Intervention d’Anne-Marie Bremard, directrice du CIDFF Essonne :
Un constat…

Depuis 2005, le CIDFF coordonne en Essonne un comité de veille départemental sur les violences à l’encontre des femmes ; cette structure informelle puise depuis sa légitimité dans le lieu de ses réunions, le Palais de Justice d’Evry, dans la régularité trimestrielle de ses échanges, enfin dans la diversité et la qualité des fonctions de ses participants : magistrats, du siège et du parquet, Etat (Mission Droits des Femmes & Egalité, DDASS, Direction Départementale de la Sécurité Publique), Conseil Général (Mission Egalité Hommes-Femmes, PMI et planification familiale), professionnels du Droit (Barreau, Huissiers), et associations concernées Contrôle Judiciaire, Solidarité Femmes, CIDFF, MEDIAVIPP, Paroles de Femmes).
Dans cet espace d’échanges de pratiques professionnelles autour d’un phénomène qui n’est plus seulement comme (presque) chacun le sait aujourd’hui, une problématique pour les femmes, mais un fléau inacceptable dans notre société dite avancée, le constat a été fait que si l’on parlait beaucoup des victimes de violence conjugale bien sûr, souvent des auteurs de ces faits délictueux, peu de place était faite aux conséquences de ce que voyaient et entendaient les enfants qui en étaient les témoins, et vivaient cette violence au quotidien, entre leur père et leur mère.
Conflit de loyauté ? Risque de reproduction ? Résilience ?

En tout cas assurément difficulté à se construire….
C’est pourquoi le CIDFF et l’association Paroles de Femmes (Fédération nationale Solidarité Femmes), en partenariat avec le Conseil Général de l’Essonne, avec le soutien du Conseil Régional d’Ile de France et de la Délégation Régionale Droits des Femmes et Egalité- ont proposé à Evry le 26 mars 2009 ce colloque aux professionnels du département qui se sentaient concernés.
Plus de 200 d’entre eux ont répondu à l’appel.
Intervention d’Evelyne Mespoulhès, présidente de Paroles de Femmes


Anne-Marie Bremard a bien résumé les raisons pour lesquelles nous avons décidé de programmer ce colloque, je n’y reviendrai donc pas.

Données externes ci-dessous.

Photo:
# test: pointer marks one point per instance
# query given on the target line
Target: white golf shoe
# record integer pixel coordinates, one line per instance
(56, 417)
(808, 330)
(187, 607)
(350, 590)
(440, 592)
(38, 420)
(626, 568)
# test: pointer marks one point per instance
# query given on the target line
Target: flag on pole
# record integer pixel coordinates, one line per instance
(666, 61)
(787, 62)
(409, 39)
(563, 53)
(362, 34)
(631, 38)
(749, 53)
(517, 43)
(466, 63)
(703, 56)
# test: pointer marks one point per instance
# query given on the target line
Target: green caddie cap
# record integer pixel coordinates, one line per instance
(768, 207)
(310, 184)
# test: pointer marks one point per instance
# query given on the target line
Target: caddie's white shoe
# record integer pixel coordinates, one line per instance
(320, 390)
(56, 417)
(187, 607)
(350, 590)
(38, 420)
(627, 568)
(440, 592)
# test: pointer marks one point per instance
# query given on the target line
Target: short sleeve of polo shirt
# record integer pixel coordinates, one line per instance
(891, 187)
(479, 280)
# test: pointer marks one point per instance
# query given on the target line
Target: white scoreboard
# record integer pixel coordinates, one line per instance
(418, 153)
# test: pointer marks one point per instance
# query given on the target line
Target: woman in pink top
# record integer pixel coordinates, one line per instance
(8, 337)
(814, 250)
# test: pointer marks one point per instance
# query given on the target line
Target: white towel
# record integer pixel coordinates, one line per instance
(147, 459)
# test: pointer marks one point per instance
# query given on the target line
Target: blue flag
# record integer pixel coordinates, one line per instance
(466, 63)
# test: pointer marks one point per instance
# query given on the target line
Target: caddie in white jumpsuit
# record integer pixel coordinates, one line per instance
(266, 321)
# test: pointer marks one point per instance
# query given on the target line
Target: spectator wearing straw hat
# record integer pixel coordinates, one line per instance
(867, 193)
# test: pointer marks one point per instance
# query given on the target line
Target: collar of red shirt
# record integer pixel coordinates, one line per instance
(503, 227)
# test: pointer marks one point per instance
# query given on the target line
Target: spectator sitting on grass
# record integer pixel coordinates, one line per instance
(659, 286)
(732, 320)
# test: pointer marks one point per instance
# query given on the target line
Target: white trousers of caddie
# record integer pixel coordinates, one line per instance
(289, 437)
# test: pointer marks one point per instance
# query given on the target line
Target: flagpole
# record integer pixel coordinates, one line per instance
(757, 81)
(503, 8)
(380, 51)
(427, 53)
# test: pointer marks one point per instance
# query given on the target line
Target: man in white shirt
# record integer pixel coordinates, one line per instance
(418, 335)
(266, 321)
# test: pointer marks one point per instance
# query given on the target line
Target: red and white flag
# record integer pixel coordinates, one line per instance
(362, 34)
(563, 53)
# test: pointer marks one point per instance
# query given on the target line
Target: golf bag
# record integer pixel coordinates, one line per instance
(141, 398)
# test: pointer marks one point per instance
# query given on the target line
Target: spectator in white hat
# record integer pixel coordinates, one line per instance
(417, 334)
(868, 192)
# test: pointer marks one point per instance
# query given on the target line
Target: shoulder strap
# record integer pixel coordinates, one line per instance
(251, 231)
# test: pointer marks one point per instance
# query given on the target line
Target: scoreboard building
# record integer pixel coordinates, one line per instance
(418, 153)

Le succès quant aux demandes d’inscription nous a montré combien ce sujet est porteur de préoccupations, et du désir d’apporter des réponses à ces souffrances vécues par les enfants.
Moi, je veux rapidement apporter un éclairage pour la suite de nos échanges afin que soient bien différenciés les conflits conjugaux, que les Québécois appellent « querelles familiales », et les violences conjugales, dont nous allons parler aujourd’hui :


  • Tout le monde sait qu’une vie ensemble n’est pas facile ni toujours uniforme. Beaucoup de sujets sont autant de sources de conflit : éducation des enfants, choix des dépenses de la vie quotidienne, vacances, etc.. Les 2 partenaires y sont à égalité et ce conflit peut même être un moyen d’avancer dans la relation. Le divorce, s’il se produit, peut évidemment entraîner des conflits durs, mais sans qu’il y ait pour autant « violence conjugale », qui nécessite l’emprise de l’un des partenaires du couple sur l’autre.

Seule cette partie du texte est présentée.